# ordered first table



## COBRA1 (Feb 5, 2009)

Ordered my first router table last nite. Bought xm extension table from MLCS. I have limited space. If it will not go on my rigid saw I'll make a break down base so I can store it out of the way. I looked a router table depot but they were out of stock and both tables look the same.

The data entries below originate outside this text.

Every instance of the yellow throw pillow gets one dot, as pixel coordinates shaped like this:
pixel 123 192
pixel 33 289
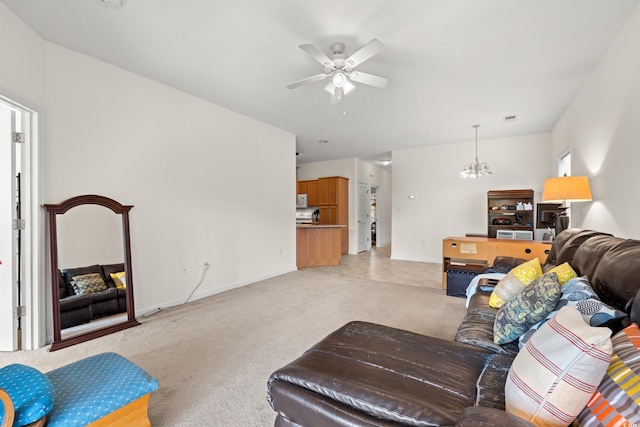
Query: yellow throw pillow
pixel 528 271
pixel 508 287
pixel 119 279
pixel 514 282
pixel 564 272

Any one have experience with this table.

Rich


----------



## Gerard_sr (Dec 7, 2008)

*Sweet!*



COBRA1 said:


> Ordered my first router table last nite. Bought xm extension table from MLCS. I have limited space. If it will not go on my rigid saw I'll make a break down base so I can store it out of the way. I looked a router table depot but they were out of stock and both tables look the same.
> 
> Any one have experience with this table.
> 
> Rich


*SWEET!*:sold:


In my experience, you may have a problem of it tilting downward at it's extreme, depending on the mounting method. Don't be afraid to put in a pair of diagonal braces to keep both surfaces level. This will show up when you try to cross cut a piece on the table saw and a gap shows up under the end of the board.
Check out what I did to my home-brew extension to solve this.
http://www.ourpage.org/router (near the end)
You "could" use wood struts with T-nuts in the ends for an adjustment instead of the 1/2" sq steel tubes I used.
If there's any help I can give you on this method, give a shout!

Cordially,
Gerry


----------